Spruce, a startup providing digital title insurance, escrow and closing services, has raised $15.6 million in Series A-1 funding
Spruce, a New York City-based startup providing digital title insurance, escrow and closing services, has raised $15.6 million in Series A-1 funding — mere months after state legislators failed to pass a bill that would have tightened regulations on the industry.
The startup, which launched in 2016 with a product that allows buyers and agents to finalize closings online through an API, is part of wave of new companies now digitizing common transactions in the homebuying process. The new fund bring’s the company’s total series A windfall to $19.1 million. Bessemer Venture Partners, Omidyar Network, and Collaborative Fund were among the investors.
Inman had the chance to speak to Spruce’s CEO, Patrick Burns, about his company, title and escrow services and why real estate’s paper-obsession is a serious problem.
Is it exciting to see how much money your company has raised?
Patrick Burns: We’re extremely pleased with it. It will allow us to continue to grow. It’s all part of our strategic plan that we laid out at the beginning of the year. The most important thing is that it enables us to grow the team and continue to serve more and more customers.
Do you think the wide range of investors is proof interest in real estate technology is gaining speed?
I think that’s been a growing trend for a few years. It’s been amazing — we’re recognizing that such a marketable industry has been, for so long, underserved by technology. This is really interesting because all the problems facing the industry are market challenges that are at the intersection of technology and traditional real estate models that are not going to go anywhere.
How can real estate be better served with technology?
There’s no limit to the potential of technology when applied thoughtfully to the real business problems that we face. We’re seeing it in every area of real estate. We’re not only seeing it from startup companies, from venture-backed companies. We’re also seeing it increasingly from what you may think of now as more established companies. There’s a lot of investment coming from what you may think of as more traditional companies that are really recognizing how technology can grow their own businesses. That’s not always something you see in other industries.
Do you see the real estate industry’s present-day reliance on paper documents as a problem?
The goal isn’t to go paperless for the sake of going paperless. The goal is to become more efficient, more transparent and to create better user experiences. For example, if I’m relying on paper documents to communicate information to homebuyers, there’s a limit to how transparent I can be. The customer isn’t seeing, for example, certain statements or transaction documents until they’re presented to them in a paper format. That’s where you can start to see surprise or confusion in the transaction.

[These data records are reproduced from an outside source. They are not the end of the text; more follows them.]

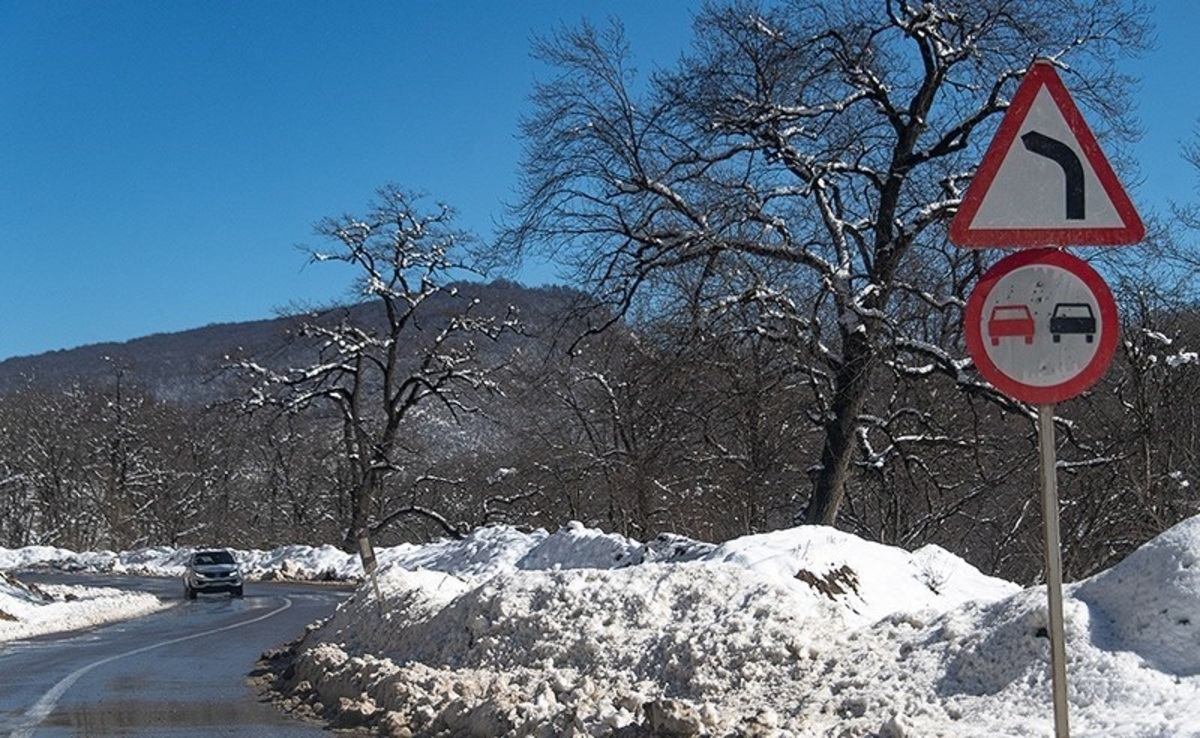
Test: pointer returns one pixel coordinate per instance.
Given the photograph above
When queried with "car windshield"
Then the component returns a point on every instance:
(1071, 310)
(1011, 312)
(211, 557)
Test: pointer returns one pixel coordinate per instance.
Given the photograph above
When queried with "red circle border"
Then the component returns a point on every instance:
(1107, 341)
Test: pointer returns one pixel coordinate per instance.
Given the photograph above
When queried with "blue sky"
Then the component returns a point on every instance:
(160, 161)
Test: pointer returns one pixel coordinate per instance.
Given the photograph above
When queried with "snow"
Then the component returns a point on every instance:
(29, 611)
(808, 631)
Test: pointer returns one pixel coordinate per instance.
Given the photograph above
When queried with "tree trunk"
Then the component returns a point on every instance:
(852, 382)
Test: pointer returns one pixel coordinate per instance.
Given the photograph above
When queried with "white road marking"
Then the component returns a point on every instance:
(43, 707)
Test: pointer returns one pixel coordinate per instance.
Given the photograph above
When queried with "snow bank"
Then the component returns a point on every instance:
(28, 611)
(805, 633)
(582, 633)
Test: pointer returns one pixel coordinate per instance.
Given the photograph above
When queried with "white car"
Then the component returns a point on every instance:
(211, 570)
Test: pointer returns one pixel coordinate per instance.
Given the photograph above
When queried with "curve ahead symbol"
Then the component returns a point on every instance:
(1072, 168)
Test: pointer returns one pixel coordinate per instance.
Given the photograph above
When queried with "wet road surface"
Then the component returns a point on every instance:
(178, 673)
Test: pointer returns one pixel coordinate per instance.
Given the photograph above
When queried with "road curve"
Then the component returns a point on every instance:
(180, 673)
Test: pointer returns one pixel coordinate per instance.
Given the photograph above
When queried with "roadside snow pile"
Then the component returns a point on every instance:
(801, 633)
(585, 634)
(28, 611)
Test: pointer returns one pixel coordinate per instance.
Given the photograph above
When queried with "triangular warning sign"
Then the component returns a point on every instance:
(1044, 180)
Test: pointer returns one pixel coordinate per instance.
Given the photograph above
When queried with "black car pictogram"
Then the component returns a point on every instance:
(1073, 318)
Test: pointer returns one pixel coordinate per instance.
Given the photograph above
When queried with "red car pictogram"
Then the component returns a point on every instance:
(1011, 321)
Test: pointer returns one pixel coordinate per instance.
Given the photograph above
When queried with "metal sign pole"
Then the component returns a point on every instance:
(1054, 568)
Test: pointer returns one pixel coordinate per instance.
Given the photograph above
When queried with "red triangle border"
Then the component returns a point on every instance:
(1042, 75)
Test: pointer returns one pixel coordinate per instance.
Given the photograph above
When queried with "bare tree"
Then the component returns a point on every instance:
(415, 345)
(805, 156)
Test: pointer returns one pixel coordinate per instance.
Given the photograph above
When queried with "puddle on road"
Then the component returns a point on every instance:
(121, 717)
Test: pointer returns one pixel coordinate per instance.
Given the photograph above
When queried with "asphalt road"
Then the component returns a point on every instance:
(181, 672)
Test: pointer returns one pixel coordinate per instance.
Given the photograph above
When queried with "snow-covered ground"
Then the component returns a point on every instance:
(808, 631)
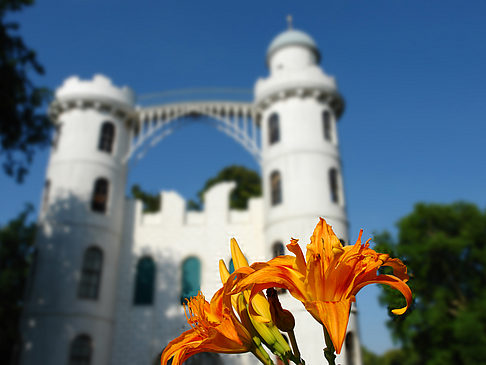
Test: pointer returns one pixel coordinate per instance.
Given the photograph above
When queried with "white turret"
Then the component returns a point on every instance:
(72, 301)
(301, 167)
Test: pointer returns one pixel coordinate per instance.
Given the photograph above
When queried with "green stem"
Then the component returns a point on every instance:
(293, 342)
(329, 351)
(262, 355)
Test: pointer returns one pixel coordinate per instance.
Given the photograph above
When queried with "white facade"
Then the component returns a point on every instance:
(297, 107)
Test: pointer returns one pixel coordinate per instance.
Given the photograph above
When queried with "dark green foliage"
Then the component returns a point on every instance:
(23, 127)
(248, 185)
(391, 357)
(16, 240)
(444, 247)
(151, 202)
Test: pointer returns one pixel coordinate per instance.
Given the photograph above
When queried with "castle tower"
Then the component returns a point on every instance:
(69, 314)
(301, 167)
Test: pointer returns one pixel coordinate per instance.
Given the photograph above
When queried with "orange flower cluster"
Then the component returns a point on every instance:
(239, 318)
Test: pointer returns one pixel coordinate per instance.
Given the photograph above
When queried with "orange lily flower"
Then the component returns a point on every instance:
(215, 328)
(328, 278)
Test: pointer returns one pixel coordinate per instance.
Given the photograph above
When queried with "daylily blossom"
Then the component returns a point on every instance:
(215, 328)
(260, 316)
(328, 278)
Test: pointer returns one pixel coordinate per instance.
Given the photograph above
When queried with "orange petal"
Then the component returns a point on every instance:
(395, 283)
(334, 316)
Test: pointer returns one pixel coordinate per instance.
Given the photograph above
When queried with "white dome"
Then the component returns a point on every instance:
(292, 37)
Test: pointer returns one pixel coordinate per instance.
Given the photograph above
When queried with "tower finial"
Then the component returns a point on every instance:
(289, 21)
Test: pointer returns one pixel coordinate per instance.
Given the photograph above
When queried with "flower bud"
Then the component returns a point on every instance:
(283, 319)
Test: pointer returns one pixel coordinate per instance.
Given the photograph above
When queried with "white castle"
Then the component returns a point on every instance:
(108, 278)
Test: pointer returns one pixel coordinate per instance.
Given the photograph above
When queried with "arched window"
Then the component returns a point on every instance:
(326, 124)
(191, 278)
(91, 273)
(333, 185)
(34, 257)
(273, 129)
(350, 349)
(81, 351)
(144, 281)
(100, 195)
(47, 191)
(276, 188)
(278, 249)
(57, 135)
(107, 137)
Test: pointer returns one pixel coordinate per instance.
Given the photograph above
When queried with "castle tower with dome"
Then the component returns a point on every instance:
(109, 279)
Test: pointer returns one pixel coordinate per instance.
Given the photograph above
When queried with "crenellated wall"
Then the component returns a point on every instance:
(169, 237)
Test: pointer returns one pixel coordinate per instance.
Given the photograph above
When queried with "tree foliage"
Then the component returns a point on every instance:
(248, 185)
(444, 247)
(391, 357)
(23, 127)
(151, 202)
(16, 240)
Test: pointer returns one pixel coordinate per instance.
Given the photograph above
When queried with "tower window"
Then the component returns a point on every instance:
(273, 128)
(191, 278)
(326, 123)
(107, 137)
(81, 351)
(350, 348)
(45, 198)
(333, 185)
(100, 195)
(276, 188)
(91, 273)
(144, 281)
(57, 135)
(278, 249)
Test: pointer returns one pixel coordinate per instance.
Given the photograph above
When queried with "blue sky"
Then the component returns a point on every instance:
(412, 74)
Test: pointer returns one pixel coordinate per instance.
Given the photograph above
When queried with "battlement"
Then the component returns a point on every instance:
(173, 212)
(100, 87)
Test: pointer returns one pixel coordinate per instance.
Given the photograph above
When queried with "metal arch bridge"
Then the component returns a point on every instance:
(239, 120)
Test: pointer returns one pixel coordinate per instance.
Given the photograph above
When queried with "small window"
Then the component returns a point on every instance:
(107, 137)
(191, 278)
(45, 198)
(273, 129)
(144, 281)
(350, 349)
(91, 274)
(333, 185)
(100, 195)
(326, 122)
(57, 135)
(33, 259)
(276, 188)
(278, 249)
(81, 351)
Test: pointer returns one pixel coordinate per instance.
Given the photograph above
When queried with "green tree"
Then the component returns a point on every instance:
(248, 184)
(24, 127)
(16, 254)
(444, 247)
(151, 202)
(391, 357)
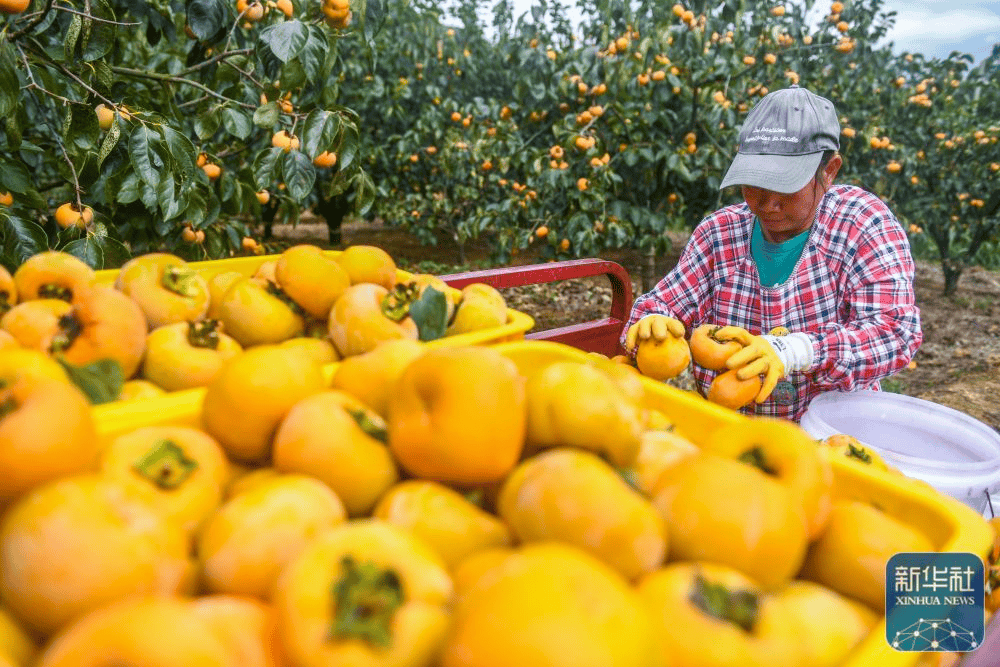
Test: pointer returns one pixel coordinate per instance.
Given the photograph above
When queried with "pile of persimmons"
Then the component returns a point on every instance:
(167, 327)
(420, 505)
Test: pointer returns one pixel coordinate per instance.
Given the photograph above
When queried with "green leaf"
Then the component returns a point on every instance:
(14, 177)
(267, 115)
(299, 175)
(207, 19)
(314, 55)
(181, 151)
(206, 124)
(72, 36)
(348, 149)
(364, 193)
(23, 238)
(9, 83)
(167, 197)
(236, 123)
(319, 131)
(267, 166)
(129, 190)
(144, 158)
(100, 381)
(87, 249)
(373, 19)
(110, 141)
(430, 314)
(98, 37)
(285, 39)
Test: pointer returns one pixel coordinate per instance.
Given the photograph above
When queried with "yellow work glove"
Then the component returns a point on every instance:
(758, 357)
(657, 327)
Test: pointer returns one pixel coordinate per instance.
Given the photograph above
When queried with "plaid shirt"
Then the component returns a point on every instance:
(851, 292)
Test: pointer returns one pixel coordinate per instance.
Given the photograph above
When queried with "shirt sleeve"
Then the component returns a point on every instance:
(882, 329)
(685, 291)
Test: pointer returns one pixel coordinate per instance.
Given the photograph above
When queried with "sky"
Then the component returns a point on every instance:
(931, 27)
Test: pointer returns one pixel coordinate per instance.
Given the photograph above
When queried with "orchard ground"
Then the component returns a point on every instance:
(958, 364)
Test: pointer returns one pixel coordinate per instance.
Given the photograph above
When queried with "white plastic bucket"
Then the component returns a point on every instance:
(953, 452)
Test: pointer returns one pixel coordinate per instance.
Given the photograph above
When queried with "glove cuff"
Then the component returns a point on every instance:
(794, 350)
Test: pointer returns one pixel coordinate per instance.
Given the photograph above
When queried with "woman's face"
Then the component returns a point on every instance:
(783, 216)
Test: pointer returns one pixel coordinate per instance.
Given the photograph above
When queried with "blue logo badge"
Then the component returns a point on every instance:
(935, 601)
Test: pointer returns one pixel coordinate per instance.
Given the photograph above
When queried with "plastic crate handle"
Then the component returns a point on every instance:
(600, 335)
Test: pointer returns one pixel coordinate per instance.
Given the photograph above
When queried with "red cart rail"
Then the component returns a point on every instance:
(600, 335)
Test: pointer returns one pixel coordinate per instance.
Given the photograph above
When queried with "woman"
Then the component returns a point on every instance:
(828, 263)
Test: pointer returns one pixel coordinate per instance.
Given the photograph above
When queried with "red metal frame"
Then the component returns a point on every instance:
(600, 335)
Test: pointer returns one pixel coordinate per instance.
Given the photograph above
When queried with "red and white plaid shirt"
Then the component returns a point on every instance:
(851, 292)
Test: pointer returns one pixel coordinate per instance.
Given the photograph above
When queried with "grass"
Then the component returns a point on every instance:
(894, 385)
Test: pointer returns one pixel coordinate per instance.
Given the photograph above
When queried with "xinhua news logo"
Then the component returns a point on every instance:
(935, 601)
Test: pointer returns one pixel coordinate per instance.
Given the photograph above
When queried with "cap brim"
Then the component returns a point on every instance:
(779, 173)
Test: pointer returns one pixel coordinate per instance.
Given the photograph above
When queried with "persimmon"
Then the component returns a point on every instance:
(70, 215)
(105, 116)
(312, 279)
(180, 471)
(258, 313)
(165, 288)
(663, 359)
(325, 160)
(104, 324)
(14, 6)
(731, 392)
(33, 323)
(248, 399)
(212, 170)
(217, 286)
(285, 141)
(368, 264)
(709, 352)
(148, 630)
(46, 432)
(52, 275)
(358, 321)
(184, 355)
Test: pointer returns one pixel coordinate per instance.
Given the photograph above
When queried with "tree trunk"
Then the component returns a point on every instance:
(333, 211)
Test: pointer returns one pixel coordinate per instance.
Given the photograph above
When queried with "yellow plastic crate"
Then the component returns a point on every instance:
(948, 524)
(517, 324)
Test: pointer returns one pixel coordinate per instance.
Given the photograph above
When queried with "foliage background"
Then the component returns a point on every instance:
(451, 120)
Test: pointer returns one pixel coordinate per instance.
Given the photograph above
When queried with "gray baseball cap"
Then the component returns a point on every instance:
(782, 141)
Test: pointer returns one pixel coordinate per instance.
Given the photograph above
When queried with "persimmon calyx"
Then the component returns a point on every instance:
(741, 608)
(396, 304)
(70, 328)
(180, 280)
(8, 406)
(859, 453)
(365, 599)
(55, 291)
(371, 424)
(755, 457)
(165, 465)
(204, 334)
(276, 291)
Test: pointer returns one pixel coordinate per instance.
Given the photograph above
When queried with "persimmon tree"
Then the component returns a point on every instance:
(191, 97)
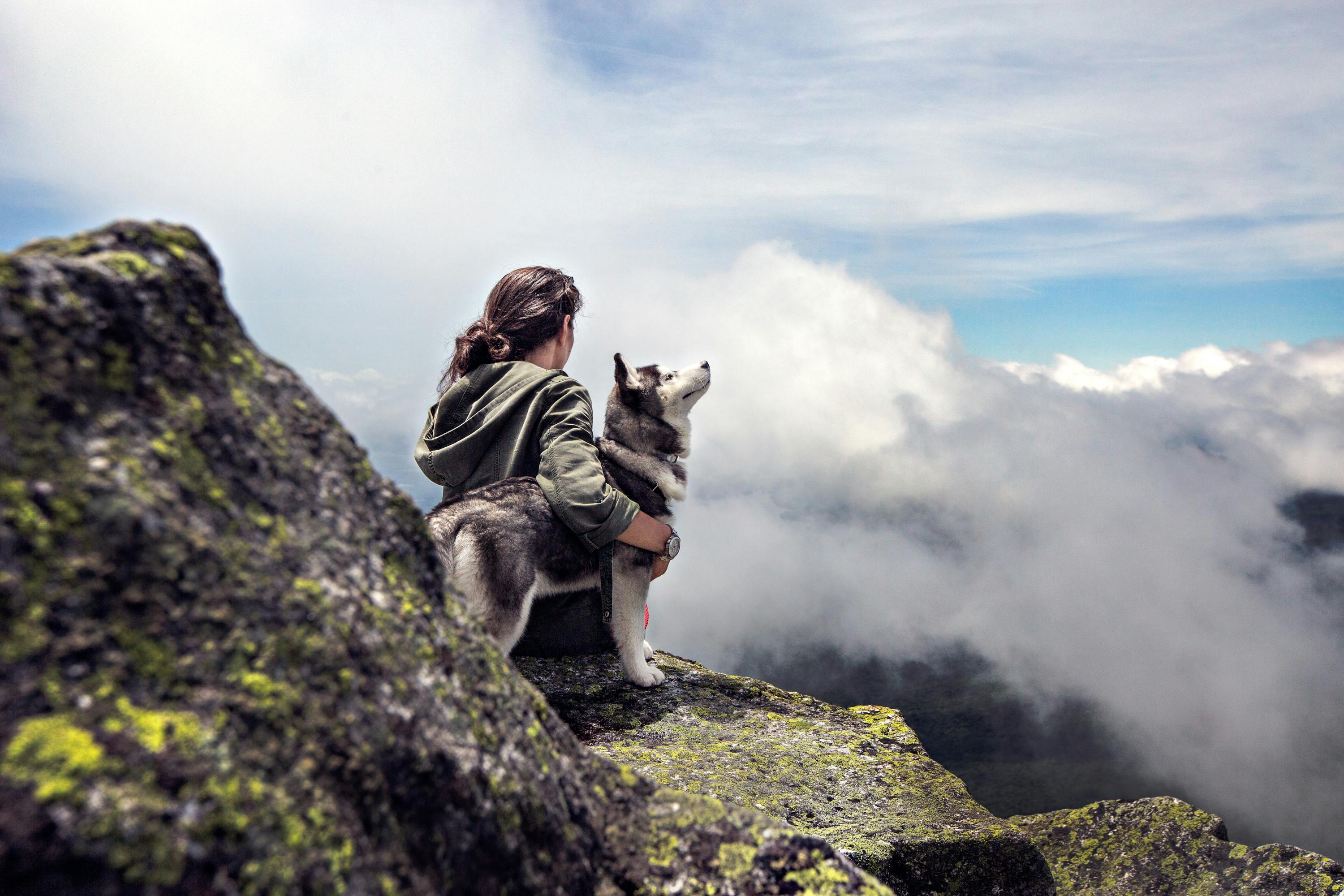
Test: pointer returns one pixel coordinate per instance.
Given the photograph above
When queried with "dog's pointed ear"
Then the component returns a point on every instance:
(625, 375)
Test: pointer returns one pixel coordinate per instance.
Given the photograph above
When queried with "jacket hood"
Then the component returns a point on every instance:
(465, 421)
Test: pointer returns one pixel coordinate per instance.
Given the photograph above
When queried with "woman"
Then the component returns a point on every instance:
(507, 409)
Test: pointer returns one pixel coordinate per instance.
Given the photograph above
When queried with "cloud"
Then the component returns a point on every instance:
(1113, 535)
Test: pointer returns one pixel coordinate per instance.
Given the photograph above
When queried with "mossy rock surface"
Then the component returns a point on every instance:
(1167, 847)
(858, 778)
(230, 660)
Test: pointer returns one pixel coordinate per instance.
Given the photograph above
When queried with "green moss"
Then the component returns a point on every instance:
(54, 754)
(152, 659)
(736, 860)
(273, 436)
(857, 777)
(177, 240)
(64, 248)
(26, 636)
(246, 361)
(271, 695)
(129, 265)
(1164, 845)
(663, 849)
(9, 273)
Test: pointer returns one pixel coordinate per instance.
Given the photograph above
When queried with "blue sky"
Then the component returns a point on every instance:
(1061, 181)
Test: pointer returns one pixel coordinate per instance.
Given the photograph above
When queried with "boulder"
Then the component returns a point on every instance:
(230, 659)
(858, 777)
(1167, 847)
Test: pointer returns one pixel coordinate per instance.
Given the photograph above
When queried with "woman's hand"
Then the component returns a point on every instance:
(660, 566)
(646, 532)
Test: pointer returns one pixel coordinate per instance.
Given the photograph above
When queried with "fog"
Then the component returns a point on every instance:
(1111, 535)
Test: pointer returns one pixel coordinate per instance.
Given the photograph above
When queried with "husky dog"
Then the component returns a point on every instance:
(504, 547)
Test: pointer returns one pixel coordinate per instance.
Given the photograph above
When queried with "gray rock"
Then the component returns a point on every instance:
(230, 660)
(857, 777)
(1163, 845)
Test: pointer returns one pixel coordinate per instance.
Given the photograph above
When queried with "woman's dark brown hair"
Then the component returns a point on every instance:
(526, 310)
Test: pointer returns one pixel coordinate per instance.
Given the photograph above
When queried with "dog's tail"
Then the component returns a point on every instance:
(445, 524)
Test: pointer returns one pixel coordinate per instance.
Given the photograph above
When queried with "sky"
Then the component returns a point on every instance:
(1025, 316)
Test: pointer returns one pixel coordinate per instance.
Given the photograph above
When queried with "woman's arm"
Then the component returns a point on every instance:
(647, 532)
(572, 474)
(651, 535)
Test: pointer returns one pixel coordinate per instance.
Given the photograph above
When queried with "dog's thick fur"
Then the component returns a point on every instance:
(504, 547)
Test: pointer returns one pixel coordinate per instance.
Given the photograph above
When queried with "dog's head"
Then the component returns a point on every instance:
(659, 393)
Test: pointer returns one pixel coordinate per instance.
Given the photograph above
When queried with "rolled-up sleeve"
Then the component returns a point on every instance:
(570, 472)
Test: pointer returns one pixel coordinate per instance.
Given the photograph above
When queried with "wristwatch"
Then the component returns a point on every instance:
(672, 547)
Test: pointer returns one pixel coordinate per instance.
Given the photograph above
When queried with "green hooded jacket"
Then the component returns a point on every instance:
(515, 418)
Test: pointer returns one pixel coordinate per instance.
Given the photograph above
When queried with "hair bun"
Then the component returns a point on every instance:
(499, 346)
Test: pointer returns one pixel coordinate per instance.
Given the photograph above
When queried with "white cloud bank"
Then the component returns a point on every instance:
(1116, 535)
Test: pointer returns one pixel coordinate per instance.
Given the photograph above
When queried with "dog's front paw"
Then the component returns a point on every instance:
(648, 677)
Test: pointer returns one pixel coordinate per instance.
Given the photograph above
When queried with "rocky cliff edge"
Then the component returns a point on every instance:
(230, 661)
(230, 664)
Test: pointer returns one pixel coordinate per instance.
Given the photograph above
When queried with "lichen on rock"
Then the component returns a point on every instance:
(1166, 847)
(232, 661)
(857, 778)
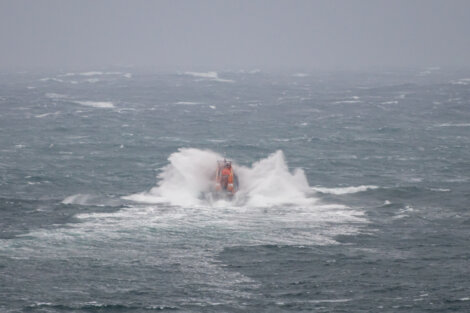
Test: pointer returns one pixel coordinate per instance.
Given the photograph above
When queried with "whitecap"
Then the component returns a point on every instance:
(96, 104)
(344, 190)
(209, 75)
(47, 114)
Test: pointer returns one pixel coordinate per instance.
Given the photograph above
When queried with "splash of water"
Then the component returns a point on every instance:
(268, 182)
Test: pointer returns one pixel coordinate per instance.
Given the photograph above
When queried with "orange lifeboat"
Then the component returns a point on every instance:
(226, 181)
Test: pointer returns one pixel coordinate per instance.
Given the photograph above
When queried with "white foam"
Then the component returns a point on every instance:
(347, 101)
(92, 80)
(268, 182)
(93, 73)
(462, 81)
(52, 95)
(209, 75)
(454, 125)
(187, 103)
(96, 104)
(47, 114)
(81, 199)
(344, 190)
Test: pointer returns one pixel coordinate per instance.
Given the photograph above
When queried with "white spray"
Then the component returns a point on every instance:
(190, 172)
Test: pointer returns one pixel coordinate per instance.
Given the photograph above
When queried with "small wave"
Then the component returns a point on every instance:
(347, 101)
(187, 103)
(344, 190)
(454, 125)
(96, 104)
(301, 75)
(55, 96)
(92, 80)
(463, 81)
(81, 199)
(94, 200)
(47, 114)
(209, 75)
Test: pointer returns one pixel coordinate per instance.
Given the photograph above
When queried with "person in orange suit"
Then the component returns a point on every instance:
(226, 172)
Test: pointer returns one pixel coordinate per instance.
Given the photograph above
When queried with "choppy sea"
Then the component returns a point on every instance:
(354, 191)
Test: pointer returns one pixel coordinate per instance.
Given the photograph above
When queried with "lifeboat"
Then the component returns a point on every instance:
(226, 181)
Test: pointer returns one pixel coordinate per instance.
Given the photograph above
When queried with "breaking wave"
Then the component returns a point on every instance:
(187, 180)
(344, 190)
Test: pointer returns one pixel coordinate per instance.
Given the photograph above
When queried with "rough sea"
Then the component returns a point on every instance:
(354, 191)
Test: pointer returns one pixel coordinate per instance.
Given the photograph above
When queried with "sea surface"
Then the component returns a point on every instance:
(354, 191)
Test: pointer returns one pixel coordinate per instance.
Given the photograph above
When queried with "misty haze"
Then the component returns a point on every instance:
(234, 156)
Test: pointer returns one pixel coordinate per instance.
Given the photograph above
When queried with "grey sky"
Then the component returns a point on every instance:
(235, 34)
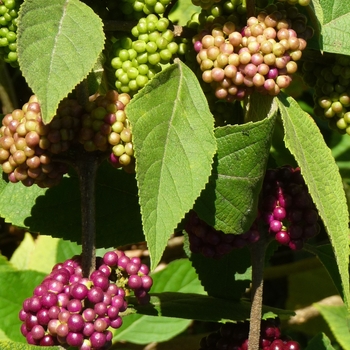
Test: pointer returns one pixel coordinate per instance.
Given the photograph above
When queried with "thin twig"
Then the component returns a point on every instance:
(250, 8)
(257, 251)
(86, 166)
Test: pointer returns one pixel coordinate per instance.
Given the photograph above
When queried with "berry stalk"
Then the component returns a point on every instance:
(257, 251)
(86, 166)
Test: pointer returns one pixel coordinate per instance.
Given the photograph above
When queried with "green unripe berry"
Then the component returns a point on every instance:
(162, 43)
(132, 73)
(116, 63)
(143, 69)
(153, 58)
(162, 24)
(159, 8)
(151, 47)
(139, 46)
(165, 55)
(141, 80)
(142, 58)
(118, 150)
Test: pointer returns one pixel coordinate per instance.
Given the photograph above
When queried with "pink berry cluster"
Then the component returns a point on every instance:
(258, 57)
(212, 243)
(286, 207)
(235, 336)
(68, 309)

There was a recent survey that found a third of homeowners said that buying their home the most stressful experience of their life. This is emblematic of the fact that these transactions are difficult on the one hand and opaque and confusing and surprising on the other hand. Our end mission is not to become paperless. Our end mission is to create transparency, efficiency and a happy experience both for the homebuyers and sellers but also for the real estate companies.
What will the money raised go toward?
It will primarily go toward growing the team. We have an ambitious project we’re starting. We also want to earn a lot of new customers. We want to invest heavily in our team both to continue to build our technology as well as to expand our operations team.
Where do you see the company going in the long-term?
Over the next year, we expect to continue to expand. We expect to reach clients in every state and continue to roll out products that help us achieve our mission of creating and enabling secure real estate transactions.
Do you think that your product, more specifically, and technology, more broadly, can change the real estate industry for the better?
As anyone involved in real estate will tell you, it’s an ecosystem. Title and escrow is an important part of that ecosystem but it’s not the entire ecosystem. What we hope to do is work with other branches of the real estate ecosystem to create an end-to-end experience that works better for everyone. By doing that, we’re able to create an ecosystem that will look a lot different from what it looks like today. And I think that’s really the magic in real estate more than anywhere else. It’s an industry that requires working together for the same goals.